Le sol vibre sous les pas des Kavouri. Une armée invisible dans la nuit. Puis un rugissement, guttural, monstrueux. Les sirènes du camp hurlent. Les hommes se mettent en position.
Puis le vacarme commença : des tambours sourds des canons, une clameur bestiale, des silhouettes qui avançaient dans la brume. Les fusils DARGON crachent leurs dernières balles. Les traînées bleutées des tirs déchirent la nuit. Mais les Kavouri avancent, méthodiques, monstrueux, insensibles aux pertes.
— « DARGON ! ÉCOUTEZ-MOI ! Ce camp, personne ne le reprendra vivant !
La ligne recule. Les hommes tombent un à un. Mais Ponticelli tient. Il tire, recharge, tire encore. Sa voix se déchire.
Un obus plasma frappe l’abri principal. Des débris retombent comme une pluie de feu. La fumée envahit le camp. Ponticelli sentit une douleur fulgurante lui déchirer le ventre, mais il continua à donner des ordre, à hurler des consigne, à refuser de tomber. Ponticelli lève une dernière fois les yeux vers le ciel...
Le silence, et l’odeur du sang.
La mort, ce jour-là, eut son dû.
La doctrine ils ne passerons pas... vaincre ou mourir...

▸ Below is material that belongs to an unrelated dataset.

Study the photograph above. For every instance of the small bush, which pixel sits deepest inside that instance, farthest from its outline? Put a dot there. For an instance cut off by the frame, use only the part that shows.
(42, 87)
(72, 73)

VI. Cinquante ans plus tard
Colonie 14402 la Zone 2123A n’était plus qu’un champ de ruines, un nom oublié dans les archives militaires. Personne ne se souvenait des vingt-cinq hommes qui y étaient morts ce jour-là.
Jusqu’à ce qu’une équipe de récupération, en dessoudant la porte d’une vieille remorque blindée, ne tombe sur un pistolet et une médaille.
La Croix de Guerre de Lazare Ponticelli reposait sur une caisse rouillée, intacte, comme si le temps n’avait pas osé la toucher.
Le camp fut retrouvé cinquante ans plus tard.
Aujourd’hui, la Croix de Guerre de Lazare Ponticelli repose dans le musée des unités Dargons, derrière une vitre blindée. Une relique. Un symbole.
“Zone 2123A.
Ici, vingt-cinq hommes ont tenu.
Commandant Lazare Ponticelli.
Ils ne sont pas morts.
Ils sont restés debout.”
Les visiteurs passent devant sans comprendre. Ils ne voient qu’un bout de métal.